Ok, mudah-mudahan selingan esai-esai di 2 kuliah kemaren,
sudah cukup menjawab beberapa pertanyaan yang dialamatkan ke saya. Berikut ini
kita lanjutkan esai-esai yang masih berkelanjutan dengan soal-soal tauhid yang
dilekatkan/dikaitkan dengan shalat. Bagi saya, ini juga persiapan memegang
dunia tapi mengendalikannya, bukan dikendalikan dunia. Betapapun, menjadi
muslim yang kuat, yang berhasil, yang banyak manfaatnya, lebih disukai Allah
ketimbang muslim yang kemudian menjadi beban bagi orang lain dan minim manfaat
gara-gara ketidakberdayaan SDM dan ekonominya.
***
Tidak Sadar
(+) Tambah sibuk ya...?
(-) Alhamdulillah... Begitulah.
(+) Sudah berapa cabang sekarang ini...?
(-) Baru empat cabang. Saya jadi lumayan sibuk muter
antar-cabang.
(+) Wah, subhaanallaah ya.
(-) Iya, subhaanallaah... Alhamdulillah.
***
Peserta KuliahOnline, sepintas tidak ada masalah ya dengan
dialog di atas.

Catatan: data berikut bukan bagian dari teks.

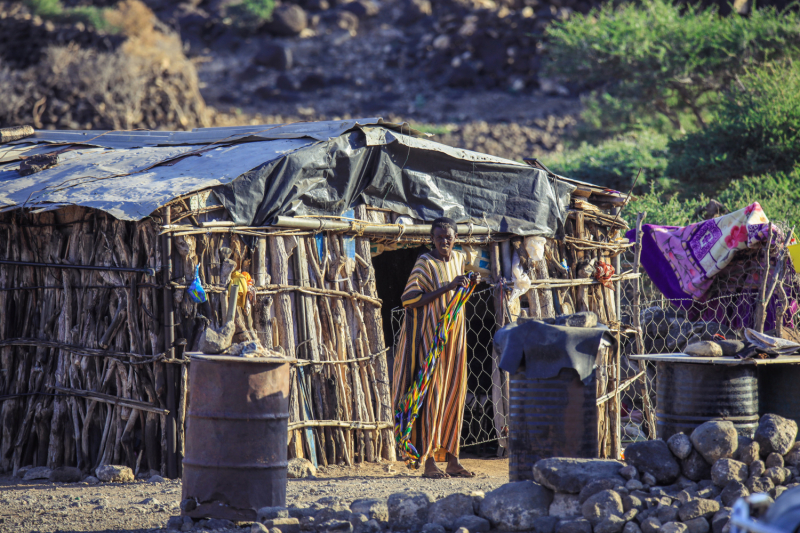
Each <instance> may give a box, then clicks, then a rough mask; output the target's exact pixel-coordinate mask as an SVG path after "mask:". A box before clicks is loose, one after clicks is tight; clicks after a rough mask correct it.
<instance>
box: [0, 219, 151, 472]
mask: <svg viewBox="0 0 800 533" xmlns="http://www.w3.org/2000/svg"><path fill="white" fill-rule="evenodd" d="M157 231H158V228H157V226H156V224H155V223H153V222H152V221H144V222H142V223H138V224H133V223H125V222H120V221H118V220H115V219H113V218H112V217H110V216H107V215H105V214H102V213H99V212H96V211H90V210H87V209H81V208H76V207H67V208H64V209H61V210H59V211H55V212H46V213H41V214H37V215H29V216H20V214H19V213H13V214H7V215H5V216H4V217H3V218H2V219H0V243H3V244H2V248H1V249H0V259H3V260H7V261H17V262H36V263H56V264H71V265H94V266H100V267H111V268H119V267H129V268H141V269H145V268H148V267H149V268H156V266H157V258H156V253H157V249H158V248H157V239H156V234H157ZM9 289H13V290H9ZM157 293H158V289H157V284H156V281H155V279H154V278H153V277H151V276H147V275H146V274H144V273H142V272H121V271H114V270H77V269H68V268H63V269H62V268H51V267H37V266H15V265H8V264H3V265H0V317H2V320H0V346H1V347H0V370H1V371H2V374H0V397H2V398H3V401H2V403H0V421H1V422H0V423H1V424H2V428H3V430H2V434H0V470H5V471H7V470H14V471H16V470H17V469H18V468H19V467H21V466H25V465H30V464H33V465H39V466H49V467H57V466H62V465H74V466H78V467H80V468H81V469H83V470H85V471H90V470H93V469H94V468H95V467H97V466H99V465H101V464H108V463H116V464H128V465H130V466H131V467H133V468H135V469H137V470H140V471H147V470H149V469H153V470H157V471H159V472H165V464H164V459H165V456H164V454H163V453H162V450H163V449H164V447H165V443H164V442H163V435H164V431H163V425H164V419H165V416H163V415H161V414H159V413H163V412H164V410H165V406H166V401H165V391H166V383H165V372H164V368H165V366H166V365H164V364H163V363H153V362H152V361H153V357H152V356H153V355H157V354H160V353H163V351H164V350H163V346H162V339H161V332H160V329H159V328H158V323H159V321H158V318H157V317H159V316H160V315H161V306H160V301H159V298H158V297H157V296H158V294H157ZM20 339H27V342H20ZM45 341H50V342H49V343H48V342H45ZM84 348H87V349H84ZM92 349H93V350H92ZM83 391H91V392H93V393H94V394H89V395H82V396H79V395H78V394H83ZM118 399H124V400H122V401H119V400H118ZM145 406H149V407H150V408H149V409H148V408H142V407H145Z"/></svg>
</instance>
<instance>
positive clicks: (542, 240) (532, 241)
mask: <svg viewBox="0 0 800 533" xmlns="http://www.w3.org/2000/svg"><path fill="white" fill-rule="evenodd" d="M546 242H547V241H546V240H545V238H544V237H525V251H526V252H528V257H530V258H531V259H533V260H534V261H541V260H542V259H544V245H545V243H546Z"/></svg>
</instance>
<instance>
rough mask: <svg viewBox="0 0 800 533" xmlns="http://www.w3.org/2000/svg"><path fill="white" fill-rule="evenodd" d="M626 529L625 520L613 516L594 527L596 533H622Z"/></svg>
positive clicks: (599, 523) (606, 519) (607, 518)
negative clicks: (623, 529)
mask: <svg viewBox="0 0 800 533" xmlns="http://www.w3.org/2000/svg"><path fill="white" fill-rule="evenodd" d="M624 527H625V519H624V518H620V517H618V516H617V515H613V514H612V515H611V516H609V517H608V518H606V519H605V520H603V521H602V522H600V523H599V524H597V525H596V526H595V527H594V533H620V532H621V531H622V528H624Z"/></svg>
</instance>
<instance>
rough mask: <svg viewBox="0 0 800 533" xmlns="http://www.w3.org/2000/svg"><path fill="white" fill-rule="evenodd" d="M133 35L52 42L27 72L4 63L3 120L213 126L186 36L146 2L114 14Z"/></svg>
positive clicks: (97, 126)
mask: <svg viewBox="0 0 800 533" xmlns="http://www.w3.org/2000/svg"><path fill="white" fill-rule="evenodd" d="M106 17H107V18H108V19H109V20H108V22H109V23H110V24H112V25H114V26H117V27H119V28H120V31H121V32H122V33H123V34H124V35H126V36H127V39H126V41H125V42H124V43H123V45H122V46H121V47H120V48H119V49H118V50H117V51H115V52H99V51H97V50H93V49H81V48H79V47H77V46H67V47H51V48H49V49H48V50H47V53H46V54H45V57H44V59H42V60H41V61H40V62H39V63H38V64H37V65H35V66H33V67H30V68H28V69H24V70H12V69H10V68H4V67H3V65H2V63H0V94H3V95H4V98H2V99H0V124H1V125H14V124H32V125H33V126H34V127H36V128H59V129H90V128H91V129H126V130H129V129H136V128H145V129H189V128H194V127H200V126H207V125H209V112H208V110H207V108H206V105H205V102H204V100H203V98H202V96H201V95H200V90H199V85H198V80H197V71H196V69H195V67H194V65H193V64H192V63H191V61H189V60H188V59H187V58H186V57H185V56H184V55H183V52H182V47H181V41H180V38H179V37H178V36H177V35H176V34H174V33H172V32H169V31H167V30H164V29H162V28H160V27H158V26H157V24H158V22H157V20H156V17H155V15H153V13H152V11H150V9H149V8H148V7H147V6H146V5H144V4H143V3H142V2H140V1H139V0H125V1H124V2H122V3H120V4H119V5H118V7H117V8H116V9H114V10H109V11H108V12H107V13H106Z"/></svg>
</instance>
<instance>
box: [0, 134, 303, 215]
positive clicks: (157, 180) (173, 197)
mask: <svg viewBox="0 0 800 533" xmlns="http://www.w3.org/2000/svg"><path fill="white" fill-rule="evenodd" d="M316 142H318V141H315V140H313V139H309V138H304V139H285V140H275V141H264V142H254V143H241V144H233V145H226V146H219V147H213V146H212V147H209V146H173V147H147V148H136V149H117V150H98V149H93V148H90V149H87V150H74V151H71V152H66V153H65V154H62V155H60V156H59V163H58V165H57V166H55V167H53V168H50V169H46V170H43V171H41V172H37V173H35V174H32V175H30V176H24V177H23V176H20V175H19V173H18V172H17V170H8V169H6V170H5V171H4V170H3V169H2V167H0V206H3V208H9V207H11V208H15V207H23V206H30V207H33V206H35V205H41V204H45V203H46V204H51V203H55V204H72V205H81V206H85V207H93V208H95V209H100V210H102V211H106V212H108V213H110V214H111V215H113V216H114V217H116V218H118V219H120V220H141V219H142V218H144V217H146V216H148V215H150V214H151V213H152V212H153V211H155V210H156V209H158V208H159V207H161V206H162V205H164V204H166V203H167V202H169V201H170V200H172V199H174V198H176V197H177V196H180V195H183V194H187V193H190V192H193V191H197V190H201V189H206V188H208V187H213V186H215V185H222V184H225V183H230V182H231V181H233V180H234V179H236V178H237V177H238V176H240V175H242V174H243V173H245V172H247V171H248V170H252V169H253V168H256V167H257V166H259V165H261V164H263V163H265V162H269V161H274V160H276V159H280V158H281V157H283V156H284V155H286V154H287V153H290V152H293V151H295V150H297V149H300V148H303V147H305V146H309V145H311V144H314V143H316ZM187 154H196V155H189V156H187V157H185V158H183V159H180V160H176V159H177V158H179V157H181V156H186V155H187ZM62 159H63V161H62ZM12 165H15V166H17V167H18V166H19V163H16V164H8V165H6V167H9V166H12Z"/></svg>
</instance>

Malah kayaknya dialog di atas terjadi di antara dua sahabat di
mana salah satunya adalah pengusaha soleh yang sukses. Tidak nampak di
antaranya ada penyakit. Setidaknya dilihat dari jawaban-jawabannya yang banyak
mengucapkan puji-pujian kepada Allah; Subhaanallah dan alhamdulillaah.
Benarkah demikian? Belum tentu. Saya sering memancing dengan
kalimat pertanyaan tersebut ke kawan-kawan. Kemudian, setelah dapat jawabannya,
saya ajukan lagi pertanyaan-pertanyaan lainnya, yang kemudian kami sama-sama
merenung jadinya.
(+) Shalatnya bagaimana...? (Kebetulan saya yang nanya, jadi orang kebanyakan ga tersinggung.
Apalagi dengan posisi saya yang katanya "ustadz". Maka pertanyaan itu
adalah pertanyaan yang dianggap wajar oleh kebanyakan orang. Maka jawaban yang
jujur yang didapat dari dia, kelak yang akan membuka tabir apakah sesungguhnya
yang sedang terjadi. Benarkah kemajuannya itu nikmat, ataukah justru azab?)